Women get the short end of the stick in our society in many ways: lower pay, discrimination in schools, sexist condescension from men, domestic abuse, etc. etc. But middle-class and upper-middle-class women have one advantage over men. They have greater social freedom to choose their own lifestyles, provided they can afford it. Some middle-class women have ambitious full-time careers. Some stay home for a time to raise their children; later, some return to the work force, full-time or part-time, while others do not, in some cases devoting time and energy to civic or charitable work. As far as I can see, all of these choices are, broadly speaking, socially acceptable (again with the crucial caveat that only adequate income brings real freedom of choice).

In terms of social values, men don't have the same menu of options. It's true that a very rich man isn't always expected to work. (Although someone like Prince Charles gets a lot of criticism for his idleness--not that I'm defending Prince Charles.) But otherwise, every able-bodied man is supposed to work full-time. If he doesn't, he's more-or-less universally regarded as a "slacker" or (in the parlance of older generations) a "lazy bum."

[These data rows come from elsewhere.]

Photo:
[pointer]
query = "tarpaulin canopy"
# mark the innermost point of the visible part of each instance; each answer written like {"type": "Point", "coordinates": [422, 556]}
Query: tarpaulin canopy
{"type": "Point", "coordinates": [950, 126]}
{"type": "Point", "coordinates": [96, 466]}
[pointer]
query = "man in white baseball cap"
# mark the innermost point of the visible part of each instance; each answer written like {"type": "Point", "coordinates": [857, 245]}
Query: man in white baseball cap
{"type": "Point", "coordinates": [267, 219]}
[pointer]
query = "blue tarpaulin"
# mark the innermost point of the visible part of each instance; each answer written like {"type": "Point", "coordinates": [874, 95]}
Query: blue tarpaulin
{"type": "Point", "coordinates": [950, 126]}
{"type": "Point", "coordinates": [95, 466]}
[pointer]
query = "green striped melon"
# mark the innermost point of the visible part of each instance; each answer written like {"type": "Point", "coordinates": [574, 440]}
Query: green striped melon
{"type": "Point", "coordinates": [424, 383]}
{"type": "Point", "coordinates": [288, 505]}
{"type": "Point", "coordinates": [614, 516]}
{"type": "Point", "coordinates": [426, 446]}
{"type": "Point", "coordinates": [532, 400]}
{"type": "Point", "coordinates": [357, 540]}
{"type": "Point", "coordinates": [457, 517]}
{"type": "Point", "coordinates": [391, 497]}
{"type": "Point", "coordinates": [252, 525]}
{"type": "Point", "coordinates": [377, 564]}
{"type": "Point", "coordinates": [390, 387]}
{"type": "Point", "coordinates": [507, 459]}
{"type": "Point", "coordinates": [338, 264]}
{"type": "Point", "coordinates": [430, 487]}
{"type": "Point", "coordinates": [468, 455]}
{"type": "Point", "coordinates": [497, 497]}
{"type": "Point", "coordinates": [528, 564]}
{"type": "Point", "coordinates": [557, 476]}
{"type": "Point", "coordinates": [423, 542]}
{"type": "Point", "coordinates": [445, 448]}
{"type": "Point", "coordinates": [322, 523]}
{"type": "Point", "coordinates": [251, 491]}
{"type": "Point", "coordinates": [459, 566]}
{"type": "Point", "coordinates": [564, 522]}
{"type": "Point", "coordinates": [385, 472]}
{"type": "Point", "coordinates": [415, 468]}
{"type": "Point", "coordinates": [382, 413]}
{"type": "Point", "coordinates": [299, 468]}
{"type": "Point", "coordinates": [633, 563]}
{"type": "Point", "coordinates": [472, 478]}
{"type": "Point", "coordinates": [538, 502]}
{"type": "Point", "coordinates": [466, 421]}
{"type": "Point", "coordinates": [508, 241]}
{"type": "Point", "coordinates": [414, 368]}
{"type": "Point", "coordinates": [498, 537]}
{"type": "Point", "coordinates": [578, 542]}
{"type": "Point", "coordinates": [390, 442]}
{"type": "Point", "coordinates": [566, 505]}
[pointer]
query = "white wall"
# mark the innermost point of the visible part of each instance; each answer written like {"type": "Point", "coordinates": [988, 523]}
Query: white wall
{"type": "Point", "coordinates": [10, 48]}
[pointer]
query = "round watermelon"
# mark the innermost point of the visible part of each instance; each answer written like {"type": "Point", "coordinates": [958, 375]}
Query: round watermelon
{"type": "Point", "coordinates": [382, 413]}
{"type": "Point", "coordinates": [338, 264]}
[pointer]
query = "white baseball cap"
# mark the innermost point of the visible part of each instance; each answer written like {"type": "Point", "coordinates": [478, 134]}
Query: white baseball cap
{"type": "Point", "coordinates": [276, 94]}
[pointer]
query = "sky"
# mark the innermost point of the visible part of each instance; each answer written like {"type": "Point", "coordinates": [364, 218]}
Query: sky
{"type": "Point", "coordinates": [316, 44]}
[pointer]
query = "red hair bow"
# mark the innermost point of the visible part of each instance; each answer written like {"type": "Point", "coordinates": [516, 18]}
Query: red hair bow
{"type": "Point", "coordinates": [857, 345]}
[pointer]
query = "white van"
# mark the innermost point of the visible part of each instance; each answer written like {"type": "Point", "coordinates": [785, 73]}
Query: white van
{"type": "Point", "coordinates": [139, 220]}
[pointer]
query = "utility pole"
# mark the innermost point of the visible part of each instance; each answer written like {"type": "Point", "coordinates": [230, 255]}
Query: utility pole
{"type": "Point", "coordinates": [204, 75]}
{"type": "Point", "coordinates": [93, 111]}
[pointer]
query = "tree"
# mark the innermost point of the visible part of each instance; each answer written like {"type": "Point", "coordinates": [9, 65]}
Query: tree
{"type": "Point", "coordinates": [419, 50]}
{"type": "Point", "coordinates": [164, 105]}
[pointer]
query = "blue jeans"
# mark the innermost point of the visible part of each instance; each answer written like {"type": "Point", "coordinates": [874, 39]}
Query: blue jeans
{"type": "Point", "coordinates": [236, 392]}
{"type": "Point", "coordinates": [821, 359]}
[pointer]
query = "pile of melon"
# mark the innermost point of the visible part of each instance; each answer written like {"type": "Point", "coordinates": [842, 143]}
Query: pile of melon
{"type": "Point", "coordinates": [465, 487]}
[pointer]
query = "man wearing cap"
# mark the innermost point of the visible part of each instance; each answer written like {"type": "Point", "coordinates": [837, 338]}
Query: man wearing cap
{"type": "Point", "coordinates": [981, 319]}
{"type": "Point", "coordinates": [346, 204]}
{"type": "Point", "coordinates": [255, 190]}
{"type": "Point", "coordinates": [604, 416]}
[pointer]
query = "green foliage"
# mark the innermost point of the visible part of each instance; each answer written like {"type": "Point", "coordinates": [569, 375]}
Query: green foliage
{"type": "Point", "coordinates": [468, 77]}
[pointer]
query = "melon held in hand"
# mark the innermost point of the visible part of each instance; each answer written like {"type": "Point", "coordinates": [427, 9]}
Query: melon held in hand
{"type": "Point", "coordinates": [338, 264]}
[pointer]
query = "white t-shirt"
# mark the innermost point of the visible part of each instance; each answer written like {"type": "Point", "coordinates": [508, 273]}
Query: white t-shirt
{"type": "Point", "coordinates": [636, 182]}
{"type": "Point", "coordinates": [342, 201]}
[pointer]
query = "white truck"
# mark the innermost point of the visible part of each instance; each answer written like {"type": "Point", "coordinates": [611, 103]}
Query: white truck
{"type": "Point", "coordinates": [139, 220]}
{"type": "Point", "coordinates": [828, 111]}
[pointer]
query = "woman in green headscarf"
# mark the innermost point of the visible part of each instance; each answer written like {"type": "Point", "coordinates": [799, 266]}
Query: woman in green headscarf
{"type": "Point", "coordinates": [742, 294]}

Even in today's more tolerant climate, it takes quite a bit of nerve for a man to brave convention and spend even a few years as a "Mr. Mom," caring for kids at home while his spouse goes out to work. Abdicating the role of chief breadwinner just isn't manly. But "Ms. Mom" can go out to work or stay home with the kids--it's her choice.

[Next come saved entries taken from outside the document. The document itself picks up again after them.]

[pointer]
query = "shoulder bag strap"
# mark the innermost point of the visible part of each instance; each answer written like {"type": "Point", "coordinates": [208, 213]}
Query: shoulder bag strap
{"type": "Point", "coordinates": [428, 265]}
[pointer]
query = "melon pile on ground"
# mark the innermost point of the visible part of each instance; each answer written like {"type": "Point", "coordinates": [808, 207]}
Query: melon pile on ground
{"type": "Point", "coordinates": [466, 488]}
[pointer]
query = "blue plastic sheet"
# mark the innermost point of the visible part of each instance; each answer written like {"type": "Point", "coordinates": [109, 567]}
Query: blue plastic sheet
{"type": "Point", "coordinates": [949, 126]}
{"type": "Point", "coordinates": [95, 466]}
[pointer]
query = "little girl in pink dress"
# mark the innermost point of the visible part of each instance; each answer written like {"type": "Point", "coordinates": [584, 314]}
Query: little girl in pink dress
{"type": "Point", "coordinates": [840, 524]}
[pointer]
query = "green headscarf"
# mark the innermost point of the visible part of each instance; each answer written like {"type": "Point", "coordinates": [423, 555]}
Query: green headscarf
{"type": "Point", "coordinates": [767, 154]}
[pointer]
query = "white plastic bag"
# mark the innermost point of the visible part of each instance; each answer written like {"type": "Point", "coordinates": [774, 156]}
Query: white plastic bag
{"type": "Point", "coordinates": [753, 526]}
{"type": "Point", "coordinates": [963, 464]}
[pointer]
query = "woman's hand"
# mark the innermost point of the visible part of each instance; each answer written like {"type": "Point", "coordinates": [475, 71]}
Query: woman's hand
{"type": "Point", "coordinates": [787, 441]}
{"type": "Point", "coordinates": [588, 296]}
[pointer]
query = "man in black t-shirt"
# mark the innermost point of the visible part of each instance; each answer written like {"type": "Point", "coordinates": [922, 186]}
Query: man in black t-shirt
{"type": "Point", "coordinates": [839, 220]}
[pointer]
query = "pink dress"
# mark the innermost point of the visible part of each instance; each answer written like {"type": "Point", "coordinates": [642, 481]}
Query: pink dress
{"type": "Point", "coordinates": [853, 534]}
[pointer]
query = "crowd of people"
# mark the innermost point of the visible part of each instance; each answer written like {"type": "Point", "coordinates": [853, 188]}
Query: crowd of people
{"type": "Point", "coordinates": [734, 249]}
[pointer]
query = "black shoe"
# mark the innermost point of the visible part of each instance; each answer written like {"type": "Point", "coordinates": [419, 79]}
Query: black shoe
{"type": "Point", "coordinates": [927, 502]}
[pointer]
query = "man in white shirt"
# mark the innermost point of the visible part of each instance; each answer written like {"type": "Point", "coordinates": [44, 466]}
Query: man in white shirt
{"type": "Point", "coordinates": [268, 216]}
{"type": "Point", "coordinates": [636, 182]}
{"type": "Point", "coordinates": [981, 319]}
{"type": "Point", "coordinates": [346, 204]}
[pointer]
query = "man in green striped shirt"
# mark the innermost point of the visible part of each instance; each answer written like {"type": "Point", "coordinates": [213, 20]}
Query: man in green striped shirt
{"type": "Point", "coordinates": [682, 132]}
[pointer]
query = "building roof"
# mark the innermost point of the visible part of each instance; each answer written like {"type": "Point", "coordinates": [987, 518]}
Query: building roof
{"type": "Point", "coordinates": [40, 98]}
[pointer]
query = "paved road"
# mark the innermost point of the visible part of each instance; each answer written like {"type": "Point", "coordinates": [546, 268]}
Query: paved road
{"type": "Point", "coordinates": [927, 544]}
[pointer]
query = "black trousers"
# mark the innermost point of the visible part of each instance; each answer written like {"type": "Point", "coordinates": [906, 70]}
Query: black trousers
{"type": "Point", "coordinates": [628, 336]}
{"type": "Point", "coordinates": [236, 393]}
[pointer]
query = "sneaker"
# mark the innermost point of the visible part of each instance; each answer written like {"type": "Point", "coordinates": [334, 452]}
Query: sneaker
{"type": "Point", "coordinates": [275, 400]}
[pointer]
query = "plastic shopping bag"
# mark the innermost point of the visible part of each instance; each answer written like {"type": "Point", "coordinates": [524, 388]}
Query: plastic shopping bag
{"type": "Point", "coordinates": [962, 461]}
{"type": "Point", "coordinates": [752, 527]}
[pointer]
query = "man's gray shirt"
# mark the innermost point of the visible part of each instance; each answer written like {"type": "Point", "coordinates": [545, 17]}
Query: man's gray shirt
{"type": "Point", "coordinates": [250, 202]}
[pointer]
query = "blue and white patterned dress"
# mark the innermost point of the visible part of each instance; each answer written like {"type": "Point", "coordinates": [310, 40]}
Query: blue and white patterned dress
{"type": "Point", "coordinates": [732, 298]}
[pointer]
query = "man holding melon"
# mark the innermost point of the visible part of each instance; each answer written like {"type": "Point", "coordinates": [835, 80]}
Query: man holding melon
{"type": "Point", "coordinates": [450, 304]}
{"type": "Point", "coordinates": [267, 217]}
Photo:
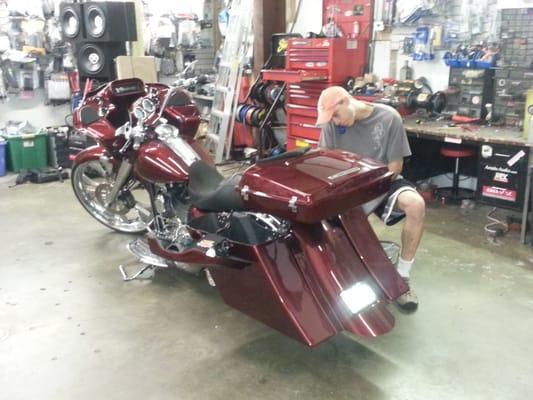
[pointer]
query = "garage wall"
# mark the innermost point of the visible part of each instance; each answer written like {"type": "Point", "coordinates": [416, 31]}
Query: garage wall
{"type": "Point", "coordinates": [310, 16]}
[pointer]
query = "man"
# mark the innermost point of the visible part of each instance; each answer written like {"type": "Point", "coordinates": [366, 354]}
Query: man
{"type": "Point", "coordinates": [376, 131]}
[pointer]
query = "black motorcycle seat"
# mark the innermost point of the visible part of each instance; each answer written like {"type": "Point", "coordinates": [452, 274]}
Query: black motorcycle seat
{"type": "Point", "coordinates": [209, 190]}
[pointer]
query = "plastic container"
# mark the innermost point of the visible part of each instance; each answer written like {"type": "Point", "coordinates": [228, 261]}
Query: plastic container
{"type": "Point", "coordinates": [3, 146]}
{"type": "Point", "coordinates": [27, 151]}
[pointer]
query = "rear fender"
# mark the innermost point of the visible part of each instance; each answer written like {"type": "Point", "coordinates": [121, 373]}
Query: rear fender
{"type": "Point", "coordinates": [371, 253]}
{"type": "Point", "coordinates": [332, 265]}
{"type": "Point", "coordinates": [295, 284]}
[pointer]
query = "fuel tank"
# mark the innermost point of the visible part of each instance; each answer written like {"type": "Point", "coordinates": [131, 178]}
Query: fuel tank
{"type": "Point", "coordinates": [158, 162]}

Given the relatively greater lifestyle latitude that women enjoy, I can't quite fathom why women (at least the ones who express themselves in print) seem to feel such a powerful need to attack one another over the choices they make. Isn't it possible that the way of life that's best for one woman is entirely different from the way of life that's best for her next-door neighbor? And if that's the case, why should the difference require holy warfare between them?

Granted, this phenomenon is partly an artifact of our media culture. It's temptingly easy for any mom who notices that two of her friends have started making choices similar to her own to write it up as a "trend" and publish an article or book launching a new front in the lifestyle wars. In this way, small, essentially personal decisions are amplified into cultural markers. But the media dynamic doesn't explain why these musings strike such a responsive chord (Perfect Madness is a best-seller) or why men don't usually get caught up in the same kinds of arguments.

I suppose it ultimately goes back to the relatively broader set of choices open to middle-class women: More options means more uncertainty, more anxiety, and (in some cases) a greater psychological need to defend one's choices (and criticize the choices made by others). Because they basically lack such choices, men generally shut up and direct their frustrations and anxieties over life into symbolic channels (in my case, rooting for the Mets . . . which of course only increases both the frustration and the anxiety).

I wish it were easier for men to talk about their lives and feelings the way women do. And I would like to see more magazines and websites providing a forum for men to write about how their innermost conflicts, worries, dreams, and desires get played out in our everyday lives. But not if it means we have to launch wars with one another over the ways those lives differ.